Die Entwicklung eines bereits patentierten Balkenwerkzeugs dagegen entstand weniger auf Grund von Kundenanforderungen, vielmehr war es eine Idee der Entwicklungsingenieure von OSG Excello. Die Forderung nach Ressourcenschonung und Nachhaltigkeit steigt derzeit vor allem in der Automobilindustrie. Die Antwort von OSG Excello ist nun dieses beidseitig nutzbare Flachwerkzeug. Eine Idee, die Material und Kosten einspart, gleichzeitig zur CO2-Reduzierung führt und im produktiven Einsatz zu messbaren Kosteneinsparungen führt. Zunächst ist die Investition wesentlich geringer als bei zwei Einzelwerkzeugen.
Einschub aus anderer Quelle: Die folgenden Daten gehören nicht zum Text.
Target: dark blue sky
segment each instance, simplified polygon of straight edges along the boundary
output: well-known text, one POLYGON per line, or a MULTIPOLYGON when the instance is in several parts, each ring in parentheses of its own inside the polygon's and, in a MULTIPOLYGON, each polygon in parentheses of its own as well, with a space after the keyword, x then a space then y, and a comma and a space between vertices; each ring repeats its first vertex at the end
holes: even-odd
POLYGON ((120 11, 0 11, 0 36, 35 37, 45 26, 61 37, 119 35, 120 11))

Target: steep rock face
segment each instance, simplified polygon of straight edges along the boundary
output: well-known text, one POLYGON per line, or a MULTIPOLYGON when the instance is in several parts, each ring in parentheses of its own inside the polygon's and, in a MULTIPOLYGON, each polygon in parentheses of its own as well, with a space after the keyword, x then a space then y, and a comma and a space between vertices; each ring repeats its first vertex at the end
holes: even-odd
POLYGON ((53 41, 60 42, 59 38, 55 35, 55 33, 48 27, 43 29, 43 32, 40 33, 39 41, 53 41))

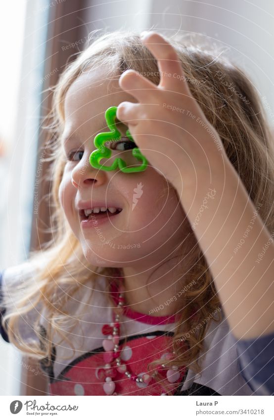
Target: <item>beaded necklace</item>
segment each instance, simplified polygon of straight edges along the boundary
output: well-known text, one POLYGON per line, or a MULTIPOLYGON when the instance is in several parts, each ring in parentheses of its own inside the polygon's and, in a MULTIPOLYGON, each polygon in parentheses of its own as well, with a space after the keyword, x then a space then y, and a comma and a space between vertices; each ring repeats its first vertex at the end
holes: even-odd
MULTIPOLYGON (((107 338, 102 341, 102 347, 104 350, 103 358, 105 365, 104 368, 98 368, 96 371, 96 377, 100 380, 104 380, 103 388, 107 395, 119 395, 115 392, 115 377, 117 373, 124 373, 127 378, 133 381, 139 388, 145 388, 149 384, 152 384, 155 382, 155 378, 157 373, 166 373, 167 384, 174 384, 177 382, 182 375, 183 376, 185 370, 179 370, 176 365, 171 368, 166 367, 165 362, 170 361, 174 358, 175 353, 167 352, 161 356, 162 364, 150 373, 143 373, 139 374, 135 374, 130 371, 126 363, 121 360, 120 357, 121 350, 119 349, 119 339, 120 334, 120 322, 124 310, 125 298, 124 297, 125 289, 122 285, 119 287, 118 302, 117 307, 113 313, 114 322, 110 324, 105 324, 102 328, 103 333, 107 335, 107 338)), ((163 390, 165 388, 163 388, 163 390)), ((163 392, 160 395, 167 395, 163 392)))

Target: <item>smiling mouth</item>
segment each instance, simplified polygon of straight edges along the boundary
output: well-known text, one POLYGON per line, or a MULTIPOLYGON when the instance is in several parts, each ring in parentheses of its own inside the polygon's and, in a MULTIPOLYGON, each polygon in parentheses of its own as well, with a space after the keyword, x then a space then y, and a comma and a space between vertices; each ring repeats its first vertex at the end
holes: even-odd
POLYGON ((99 210, 99 211, 93 211, 93 209, 91 210, 91 209, 89 210, 87 212, 86 210, 86 212, 84 210, 81 210, 79 212, 81 220, 92 220, 92 219, 103 219, 104 218, 110 218, 111 216, 115 216, 116 214, 119 214, 119 213, 122 211, 122 209, 121 208, 117 208, 114 209, 113 208, 111 208, 111 211, 110 211, 108 209, 106 209, 104 211, 102 211, 99 210), (90 212, 91 212, 90 213, 90 212), (88 213, 90 213, 89 214, 88 213))

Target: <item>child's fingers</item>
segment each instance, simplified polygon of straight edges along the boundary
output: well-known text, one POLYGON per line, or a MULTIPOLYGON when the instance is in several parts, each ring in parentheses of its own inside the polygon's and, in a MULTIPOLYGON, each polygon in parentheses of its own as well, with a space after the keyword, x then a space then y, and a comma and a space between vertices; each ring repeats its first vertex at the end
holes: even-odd
POLYGON ((160 71, 159 88, 190 94, 177 53, 169 43, 155 32, 146 32, 142 42, 157 59, 160 71))
POLYGON ((138 118, 139 104, 132 102, 121 102, 117 106, 116 117, 128 126, 137 125, 139 121, 138 118))
POLYGON ((119 84, 122 89, 140 101, 147 100, 147 91, 155 90, 157 86, 135 70, 126 70, 120 76, 119 84))

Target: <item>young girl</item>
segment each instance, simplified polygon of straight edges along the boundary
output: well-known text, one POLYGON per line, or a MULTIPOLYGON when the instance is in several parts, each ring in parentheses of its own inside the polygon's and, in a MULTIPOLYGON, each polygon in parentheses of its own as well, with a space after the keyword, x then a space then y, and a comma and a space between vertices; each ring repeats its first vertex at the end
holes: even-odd
POLYGON ((274 163, 247 76, 117 31, 68 66, 53 111, 54 238, 2 273, 4 338, 49 395, 271 395, 274 163), (145 170, 90 163, 111 106, 105 161, 138 147, 145 170))

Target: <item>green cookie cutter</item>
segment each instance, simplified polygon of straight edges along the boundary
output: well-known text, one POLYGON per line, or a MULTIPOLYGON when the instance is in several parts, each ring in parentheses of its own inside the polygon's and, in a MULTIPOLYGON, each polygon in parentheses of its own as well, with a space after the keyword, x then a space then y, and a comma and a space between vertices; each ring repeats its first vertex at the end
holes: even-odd
MULTIPOLYGON (((93 168, 103 171, 114 171, 117 167, 122 172, 141 172, 146 169, 148 163, 146 158, 142 154, 138 147, 132 149, 132 155, 141 161, 139 166, 127 167, 127 164, 120 157, 116 158, 111 166, 100 165, 100 161, 103 158, 108 159, 111 156, 111 150, 104 145, 106 141, 109 140, 118 141, 121 139, 121 134, 117 129, 115 117, 116 116, 117 106, 110 106, 105 112, 105 118, 107 126, 110 131, 106 133, 99 133, 94 137, 93 143, 97 150, 93 150, 90 156, 90 163, 93 168)), ((130 140, 134 141, 129 130, 127 130, 126 136, 130 140)))

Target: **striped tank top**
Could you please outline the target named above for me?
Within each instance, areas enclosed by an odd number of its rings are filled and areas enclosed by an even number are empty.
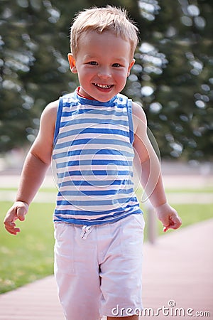
[[[54,222],[112,223],[141,213],[133,178],[131,100],[106,102],[79,96],[60,99],[52,169],[58,193]]]

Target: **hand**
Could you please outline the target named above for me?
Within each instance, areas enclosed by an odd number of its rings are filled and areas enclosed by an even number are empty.
[[[23,201],[16,201],[13,206],[8,210],[4,220],[6,230],[11,235],[20,233],[19,228],[16,227],[15,221],[18,219],[20,221],[25,220],[25,215],[28,210],[28,205]]]
[[[168,229],[178,229],[182,225],[181,219],[177,211],[168,203],[166,203],[155,208],[155,211],[158,219],[164,226],[164,233]]]

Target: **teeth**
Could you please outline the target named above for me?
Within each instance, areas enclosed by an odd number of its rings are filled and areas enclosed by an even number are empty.
[[[111,85],[99,85],[99,83],[95,83],[95,85],[102,87],[102,89],[109,89],[111,87]]]

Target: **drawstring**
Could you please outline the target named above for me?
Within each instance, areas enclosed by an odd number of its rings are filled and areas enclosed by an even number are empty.
[[[82,227],[82,231],[81,233],[81,238],[82,239],[87,239],[88,235],[91,233],[94,227],[92,225],[84,225]]]

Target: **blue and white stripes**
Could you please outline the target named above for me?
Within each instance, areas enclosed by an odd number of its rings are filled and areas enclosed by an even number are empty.
[[[53,151],[55,222],[99,225],[141,213],[133,191],[131,100],[60,98]]]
Ist eine Seite der Walzstange verschlissen, kann diese schnell und problemlos, in bestimmten Fällen sogar ohne Ausbau innerhalb der Maschine, gedreht werden. Konkret führt das, wenn man so will, zu einer doppelten Standzeit. Erst nachdem beide Seiten verschlissen sind, muss das Werkzeug zum Nachschleifen verschickt werden.

Innovatives Mitdenken

Jürgen Schmid und Rafael Schweda wollen diese beiden die Neuentwicklungen aber jetzt nicht unbedingt als wegweisend oder revolutionär bezeichnen. Vielmehr ist es für sie das innovative Mitdenken, Problemstellungen der Kunden aufzugreifen und Lösungen schnell und zielgerichtet umzusetzen.